The difference in replicating the market returns is usually referred to as tracking error. The SPDR STI ETF has a tracking error of 0.041%, while the Nikko AM Singapore STI ETF has a tracking error of 0.15%.
The SPDR STI ETF has a slight edge when it comes to delivering returns that is able to match the returns of the Straits Times Index more closely.
# 5 Expense Ratio
The expense ratio measures how much of a fund’s assets are used for its operations, including administrative and miscellaneous reasons. The biggest component of a fund’s expense ratio is typically its fund management fees.
The SPDR STI ETF has an expense ratio of 0.3%, while the Nikko AM Singapore STI ETF has an expense ratio of 0.33%.
Obviously, the lower the expense ratio, the better it is for investors.
# 5 Dividend**
The component stocks within the Straits Times Index usually pay out dividends. In fact, Singapore stocks are known to pay some of the best dividends across Asia. These dividends will be paid to the respective ETF, which will subsequently pay out these dividends to its shareholders.
Both the SPDR STI ETF and Nikko AM Singapore STI ETF has a policy of paying out dividends semi-annually, or twice a year. This means that it does not pay out dividends immediately each time it receives them from its investments. Instead, it holds on to the dividends, and pay it out at regular intervals.
According to figures from Bloomberg, SPDR STI ETF has a “dividend indicated gross yield” of 3.85%, while the Nikko AM Singapore STI ETF has a “dividend indicated gross yield” of 3.16%.

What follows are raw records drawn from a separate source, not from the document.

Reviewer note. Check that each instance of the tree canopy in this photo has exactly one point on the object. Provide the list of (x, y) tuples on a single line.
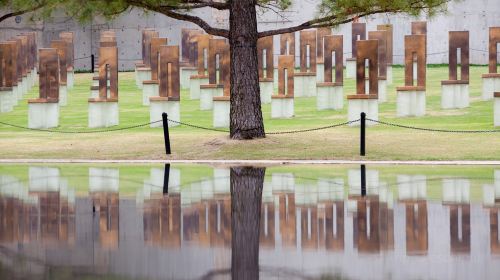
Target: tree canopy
[(329, 12)]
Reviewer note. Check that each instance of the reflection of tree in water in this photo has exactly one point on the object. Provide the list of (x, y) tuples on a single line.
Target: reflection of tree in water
[(246, 199)]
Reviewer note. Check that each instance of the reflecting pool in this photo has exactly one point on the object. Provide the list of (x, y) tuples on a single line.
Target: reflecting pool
[(77, 221)]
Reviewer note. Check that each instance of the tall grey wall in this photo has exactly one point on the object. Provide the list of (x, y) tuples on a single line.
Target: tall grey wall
[(473, 15)]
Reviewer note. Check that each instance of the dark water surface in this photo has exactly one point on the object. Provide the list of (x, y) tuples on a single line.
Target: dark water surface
[(219, 222)]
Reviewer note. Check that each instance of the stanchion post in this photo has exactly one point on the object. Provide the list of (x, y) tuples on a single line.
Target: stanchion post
[(363, 180), (166, 135), (362, 135), (166, 176)]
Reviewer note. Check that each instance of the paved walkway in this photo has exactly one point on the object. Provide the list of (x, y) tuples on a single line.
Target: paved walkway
[(259, 162)]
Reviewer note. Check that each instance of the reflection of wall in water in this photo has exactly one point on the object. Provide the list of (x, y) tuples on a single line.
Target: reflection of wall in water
[(456, 195)]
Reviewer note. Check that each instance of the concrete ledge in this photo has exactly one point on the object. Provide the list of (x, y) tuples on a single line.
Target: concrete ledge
[(194, 86), (410, 103), (149, 89), (330, 97), (496, 112), (143, 74), (304, 85), (382, 90), (490, 85), (6, 100), (282, 108), (70, 79), (454, 96), (103, 114), (356, 106), (350, 68), (21, 89), (207, 94), (15, 100), (389, 75), (186, 73), (275, 75), (320, 72), (63, 95), (43, 115), (266, 91), (221, 113), (172, 108)]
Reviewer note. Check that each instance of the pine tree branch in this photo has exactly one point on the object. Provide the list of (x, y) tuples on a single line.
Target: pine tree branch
[(333, 20), (173, 13), (21, 12)]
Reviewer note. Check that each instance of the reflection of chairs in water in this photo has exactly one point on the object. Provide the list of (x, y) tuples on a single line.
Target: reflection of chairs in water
[(491, 200), (416, 227), (107, 205), (162, 224), (373, 224), (412, 192), (46, 217), (456, 194), (206, 222)]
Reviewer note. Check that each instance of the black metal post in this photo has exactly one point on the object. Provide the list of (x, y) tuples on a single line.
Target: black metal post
[(166, 176), (362, 135), (166, 134), (363, 180)]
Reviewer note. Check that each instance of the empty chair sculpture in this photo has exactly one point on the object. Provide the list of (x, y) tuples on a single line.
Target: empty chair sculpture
[(282, 104), (189, 55), (491, 80), (221, 103), (455, 90), (103, 110), (305, 79), (365, 101), (7, 94), (410, 97), (143, 67), (389, 50), (43, 112), (62, 48), (266, 68), (320, 46), (217, 50), (168, 100), (68, 37), (358, 33), (150, 87), (381, 36), (201, 78)]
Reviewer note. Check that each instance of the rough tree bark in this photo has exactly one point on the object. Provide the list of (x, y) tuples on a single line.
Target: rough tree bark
[(246, 199), (246, 114)]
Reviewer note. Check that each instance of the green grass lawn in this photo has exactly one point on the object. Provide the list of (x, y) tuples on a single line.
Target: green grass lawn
[(191, 143)]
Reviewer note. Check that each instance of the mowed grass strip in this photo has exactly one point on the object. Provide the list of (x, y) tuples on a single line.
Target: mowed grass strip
[(383, 142)]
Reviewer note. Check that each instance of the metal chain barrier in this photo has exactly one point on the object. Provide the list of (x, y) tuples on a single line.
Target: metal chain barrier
[(313, 129), (199, 127), (173, 121), (432, 129), (81, 131)]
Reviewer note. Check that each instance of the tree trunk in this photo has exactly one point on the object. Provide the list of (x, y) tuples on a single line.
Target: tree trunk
[(246, 114), (246, 198)]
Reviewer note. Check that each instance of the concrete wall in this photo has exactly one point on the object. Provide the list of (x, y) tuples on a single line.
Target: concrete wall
[(473, 15)]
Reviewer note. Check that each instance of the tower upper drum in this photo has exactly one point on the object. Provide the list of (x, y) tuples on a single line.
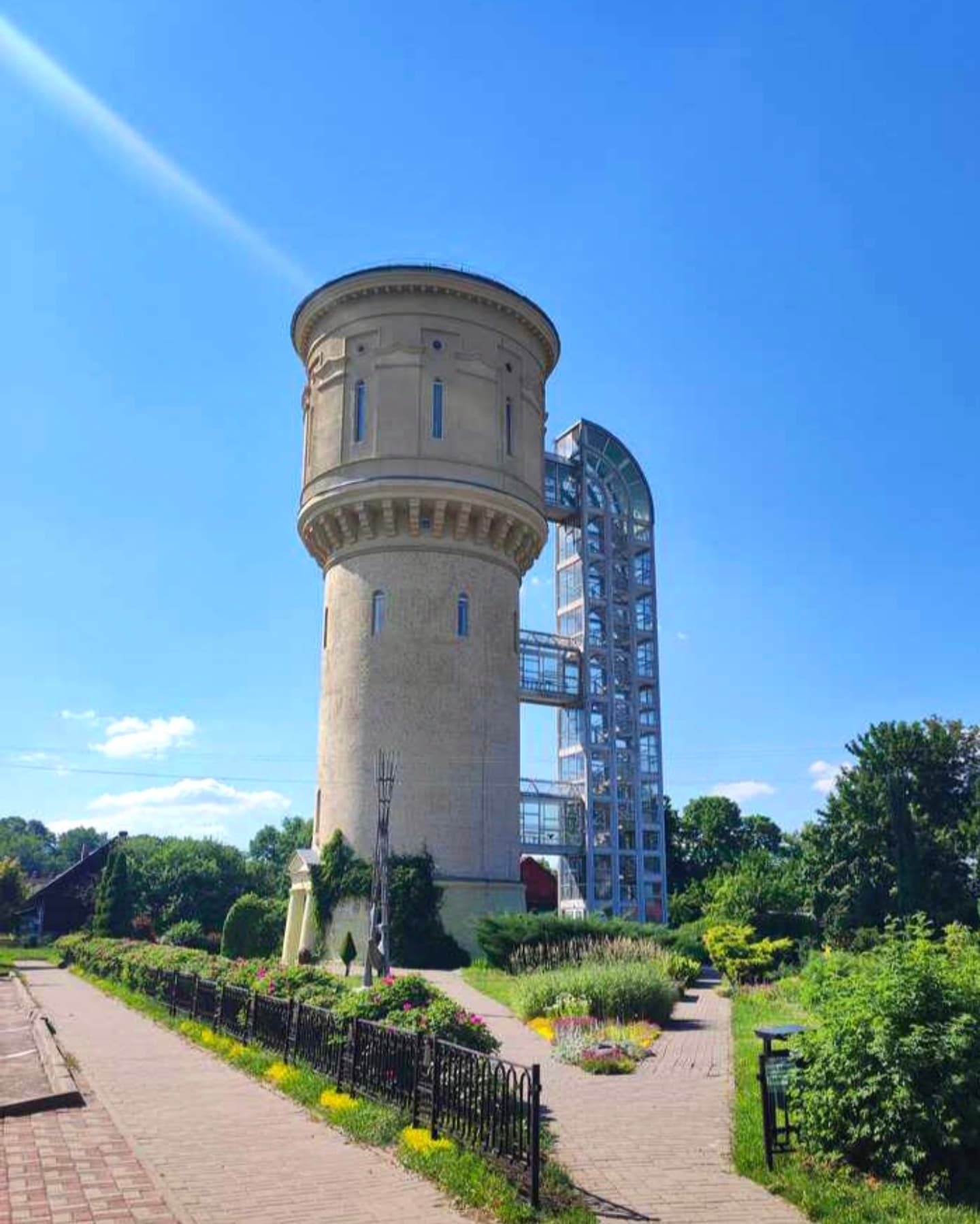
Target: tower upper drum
[(423, 414)]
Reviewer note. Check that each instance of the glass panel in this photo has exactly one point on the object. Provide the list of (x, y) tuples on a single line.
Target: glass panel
[(569, 543), (570, 624), (645, 613), (569, 584), (604, 878), (570, 727)]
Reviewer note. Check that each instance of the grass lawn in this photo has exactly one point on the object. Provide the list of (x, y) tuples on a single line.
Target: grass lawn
[(495, 983), (820, 1193), (12, 952)]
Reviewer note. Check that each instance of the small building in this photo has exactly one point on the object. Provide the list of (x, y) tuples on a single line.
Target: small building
[(66, 903), (540, 885)]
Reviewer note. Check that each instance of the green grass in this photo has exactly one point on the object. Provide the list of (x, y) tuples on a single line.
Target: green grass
[(464, 1175), (822, 1193), (495, 983), (12, 952)]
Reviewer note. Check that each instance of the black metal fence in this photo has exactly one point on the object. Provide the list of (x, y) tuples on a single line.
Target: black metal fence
[(777, 1066), (483, 1102)]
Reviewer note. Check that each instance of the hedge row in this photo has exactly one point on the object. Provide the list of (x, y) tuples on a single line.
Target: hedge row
[(501, 935), (406, 1003)]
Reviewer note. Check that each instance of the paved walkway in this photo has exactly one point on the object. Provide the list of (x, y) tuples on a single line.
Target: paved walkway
[(655, 1145), (219, 1147)]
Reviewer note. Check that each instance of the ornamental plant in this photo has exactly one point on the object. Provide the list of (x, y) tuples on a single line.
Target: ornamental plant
[(891, 1080)]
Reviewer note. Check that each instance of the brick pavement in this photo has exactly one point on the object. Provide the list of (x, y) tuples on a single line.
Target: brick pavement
[(222, 1147), (653, 1146)]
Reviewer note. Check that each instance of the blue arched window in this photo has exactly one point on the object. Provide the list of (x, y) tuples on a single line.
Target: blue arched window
[(377, 612), (360, 412), (437, 409)]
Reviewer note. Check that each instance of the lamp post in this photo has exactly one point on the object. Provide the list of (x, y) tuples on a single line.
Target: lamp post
[(378, 957)]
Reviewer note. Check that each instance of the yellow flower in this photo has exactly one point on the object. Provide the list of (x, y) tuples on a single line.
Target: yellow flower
[(419, 1140), (337, 1101), (544, 1027), (278, 1072)]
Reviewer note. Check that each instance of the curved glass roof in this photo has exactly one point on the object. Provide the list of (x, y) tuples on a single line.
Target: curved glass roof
[(607, 458)]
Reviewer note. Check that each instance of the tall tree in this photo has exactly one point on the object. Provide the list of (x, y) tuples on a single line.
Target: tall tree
[(114, 899), (900, 831)]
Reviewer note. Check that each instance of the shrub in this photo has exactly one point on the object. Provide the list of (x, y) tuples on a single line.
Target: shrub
[(254, 927), (503, 935), (187, 933), (738, 956), (615, 991), (892, 1074)]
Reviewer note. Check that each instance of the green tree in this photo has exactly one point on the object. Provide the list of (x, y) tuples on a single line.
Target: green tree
[(254, 927), (900, 831), (114, 899), (186, 878), (12, 891)]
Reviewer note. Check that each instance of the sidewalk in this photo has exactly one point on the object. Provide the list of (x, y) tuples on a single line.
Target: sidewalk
[(220, 1147), (655, 1145)]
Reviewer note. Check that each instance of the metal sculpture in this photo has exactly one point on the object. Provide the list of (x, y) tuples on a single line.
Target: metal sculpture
[(378, 959)]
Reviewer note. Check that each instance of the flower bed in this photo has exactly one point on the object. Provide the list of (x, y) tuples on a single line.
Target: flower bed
[(593, 1046)]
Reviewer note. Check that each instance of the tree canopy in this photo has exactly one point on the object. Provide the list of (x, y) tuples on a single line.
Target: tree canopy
[(901, 831)]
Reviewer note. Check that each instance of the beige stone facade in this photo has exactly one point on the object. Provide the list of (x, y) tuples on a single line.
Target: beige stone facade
[(423, 435)]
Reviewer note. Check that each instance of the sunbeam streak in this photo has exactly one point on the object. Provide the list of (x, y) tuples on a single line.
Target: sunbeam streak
[(52, 81)]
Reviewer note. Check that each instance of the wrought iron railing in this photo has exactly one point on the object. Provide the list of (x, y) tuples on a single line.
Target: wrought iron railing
[(483, 1102)]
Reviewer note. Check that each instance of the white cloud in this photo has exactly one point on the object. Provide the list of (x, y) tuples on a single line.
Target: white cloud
[(743, 791), (42, 760), (825, 775), (193, 807), (136, 737), (46, 76)]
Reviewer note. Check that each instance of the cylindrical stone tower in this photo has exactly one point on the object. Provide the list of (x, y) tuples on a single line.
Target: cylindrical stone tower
[(423, 428)]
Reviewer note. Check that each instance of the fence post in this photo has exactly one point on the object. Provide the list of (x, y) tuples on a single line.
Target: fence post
[(536, 1135), (250, 1018), (417, 1055), (766, 1118), (355, 1053), (436, 1078), (289, 1054)]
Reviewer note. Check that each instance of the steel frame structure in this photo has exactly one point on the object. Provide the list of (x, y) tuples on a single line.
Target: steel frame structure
[(610, 739)]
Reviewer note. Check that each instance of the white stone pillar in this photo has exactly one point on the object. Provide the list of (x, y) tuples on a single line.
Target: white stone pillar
[(308, 927), (293, 926)]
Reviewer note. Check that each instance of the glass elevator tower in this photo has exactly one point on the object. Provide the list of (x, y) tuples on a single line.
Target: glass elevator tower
[(604, 816)]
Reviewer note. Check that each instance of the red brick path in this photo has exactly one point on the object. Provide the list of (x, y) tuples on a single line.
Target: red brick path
[(220, 1147), (653, 1146)]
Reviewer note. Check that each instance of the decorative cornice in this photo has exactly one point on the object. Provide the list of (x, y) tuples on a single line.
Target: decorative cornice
[(380, 282), (340, 521)]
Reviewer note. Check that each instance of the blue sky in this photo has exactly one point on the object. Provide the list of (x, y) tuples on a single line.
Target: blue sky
[(755, 227)]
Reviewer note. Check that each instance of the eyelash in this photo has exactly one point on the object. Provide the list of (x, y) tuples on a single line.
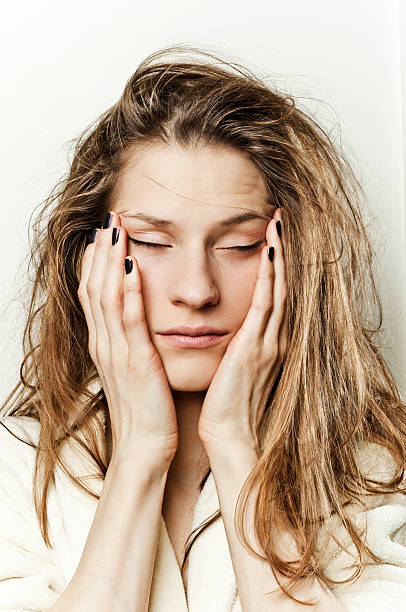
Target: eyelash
[(249, 247)]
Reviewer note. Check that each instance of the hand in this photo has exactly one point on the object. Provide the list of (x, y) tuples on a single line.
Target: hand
[(139, 398), (237, 396)]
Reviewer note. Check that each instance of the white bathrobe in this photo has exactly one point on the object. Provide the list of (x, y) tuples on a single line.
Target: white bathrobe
[(32, 577)]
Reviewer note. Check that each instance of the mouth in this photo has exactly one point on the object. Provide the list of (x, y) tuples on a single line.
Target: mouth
[(189, 337), (187, 341)]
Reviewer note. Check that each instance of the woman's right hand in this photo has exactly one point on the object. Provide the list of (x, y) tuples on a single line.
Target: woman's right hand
[(141, 407)]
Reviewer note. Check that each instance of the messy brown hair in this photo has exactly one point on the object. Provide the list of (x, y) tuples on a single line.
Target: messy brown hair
[(334, 391)]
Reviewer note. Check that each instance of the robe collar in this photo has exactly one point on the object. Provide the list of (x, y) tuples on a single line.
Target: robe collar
[(211, 582)]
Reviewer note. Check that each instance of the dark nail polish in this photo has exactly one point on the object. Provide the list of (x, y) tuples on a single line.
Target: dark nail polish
[(128, 263), (115, 235), (107, 220), (92, 236)]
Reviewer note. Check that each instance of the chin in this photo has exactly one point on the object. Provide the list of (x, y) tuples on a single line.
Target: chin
[(191, 374)]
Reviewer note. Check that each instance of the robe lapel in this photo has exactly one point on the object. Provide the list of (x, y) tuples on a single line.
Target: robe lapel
[(211, 583)]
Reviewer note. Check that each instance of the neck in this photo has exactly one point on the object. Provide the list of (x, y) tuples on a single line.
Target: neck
[(190, 462)]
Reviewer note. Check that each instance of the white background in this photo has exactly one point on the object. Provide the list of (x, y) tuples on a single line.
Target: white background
[(63, 64)]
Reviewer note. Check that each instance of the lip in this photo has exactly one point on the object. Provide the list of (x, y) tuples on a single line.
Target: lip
[(185, 341), (203, 330), (193, 337)]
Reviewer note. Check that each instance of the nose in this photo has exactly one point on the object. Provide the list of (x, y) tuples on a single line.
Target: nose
[(193, 283)]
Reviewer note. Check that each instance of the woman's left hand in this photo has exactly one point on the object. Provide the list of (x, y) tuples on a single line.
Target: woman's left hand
[(237, 396)]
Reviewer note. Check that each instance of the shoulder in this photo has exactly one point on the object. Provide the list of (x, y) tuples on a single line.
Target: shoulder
[(381, 517), (18, 441)]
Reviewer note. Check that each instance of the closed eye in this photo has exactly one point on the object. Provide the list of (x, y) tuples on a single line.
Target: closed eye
[(236, 248)]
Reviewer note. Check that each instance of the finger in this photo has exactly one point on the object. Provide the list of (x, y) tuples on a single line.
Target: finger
[(135, 325), (272, 331), (95, 285), (111, 299), (262, 300), (86, 267)]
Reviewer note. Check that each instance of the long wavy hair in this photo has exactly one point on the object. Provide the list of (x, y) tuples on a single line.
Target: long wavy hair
[(334, 391)]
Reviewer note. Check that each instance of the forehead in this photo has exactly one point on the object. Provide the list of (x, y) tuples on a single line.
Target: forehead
[(205, 183)]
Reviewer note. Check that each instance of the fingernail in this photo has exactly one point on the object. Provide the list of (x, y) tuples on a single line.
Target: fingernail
[(115, 235), (92, 236), (107, 220)]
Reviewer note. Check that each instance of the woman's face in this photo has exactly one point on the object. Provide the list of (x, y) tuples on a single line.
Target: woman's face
[(196, 278)]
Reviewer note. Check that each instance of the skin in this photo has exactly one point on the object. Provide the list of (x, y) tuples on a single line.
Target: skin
[(197, 281), (181, 408)]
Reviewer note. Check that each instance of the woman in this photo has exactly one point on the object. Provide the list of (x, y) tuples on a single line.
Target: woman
[(208, 340)]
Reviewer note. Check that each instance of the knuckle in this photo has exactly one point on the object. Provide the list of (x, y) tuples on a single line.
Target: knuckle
[(92, 289)]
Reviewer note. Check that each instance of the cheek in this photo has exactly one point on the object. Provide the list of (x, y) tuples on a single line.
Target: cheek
[(239, 291)]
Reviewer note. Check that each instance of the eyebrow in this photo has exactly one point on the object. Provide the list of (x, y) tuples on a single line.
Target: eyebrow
[(166, 223)]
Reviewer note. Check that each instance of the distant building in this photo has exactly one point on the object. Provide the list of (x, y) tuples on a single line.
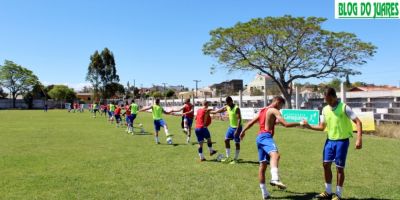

|No.||How They Differ||SPDR STI ETF (SGX Stock Code: ES3)||Nikko AM Singapore STI ETF (SGX Stock Code: G3B)|
|1||Manager||State Street Global Advisors Singapore Limited||Nikko AM Singapore STI ETF|
|2||Track Record||More than 16 years (Listed on 17 April 2002)||Close to 10 years (Listed on 24 February 2009)|
|3||Fund Size||$642.4 million||$229.2 million|
|6||Dividend**||3.85 (Paid semi-annually)||3.16% (Paid semi-annually)|
* Tracking error for SPDR STI ETF was retrieved from its latest fact sheet (31 October 2018), indicating a 1-year rolling error of 0.041%. Tracking error for Nikko AM Singapore STI ETF was retrieved from its latest fact sheet (31 October 2018), indicating a 3-year annualised tracking error of 0.15%.
**Dividend information was retrieved from Bloomberg, as no figures were mentioned on either ETFs’ annual reports.
Why The STI ETF Makes A Logical Investment For Many
The STI ETF is a viable investment for both beginners and experienced investors.
For beginner investors, it offers a safe way to get started even without much investing knowledge or experience. We also don’t have to monitor our investments too closely, and can embark on a passive investing strategy, as our portfolio is instantly diversified with the 30 strongest stocks listed in Singapore. Of course, we can use this as a springboard to learning more about investing, and eventually setting aside a portion of our portfolio to invest in individual stocks.
Moreover, indexes are also regularly reviewed and adjusted, and any changes made to the index will be replicated by our fund managers. As fund managers are just replicating the adjustments made to indexes, their fund management fees are typically much lower than actively managed funds.
For experienced investors, it makes a great passive investment strategy to diversify our risk, even as we take on riskier investments in the market.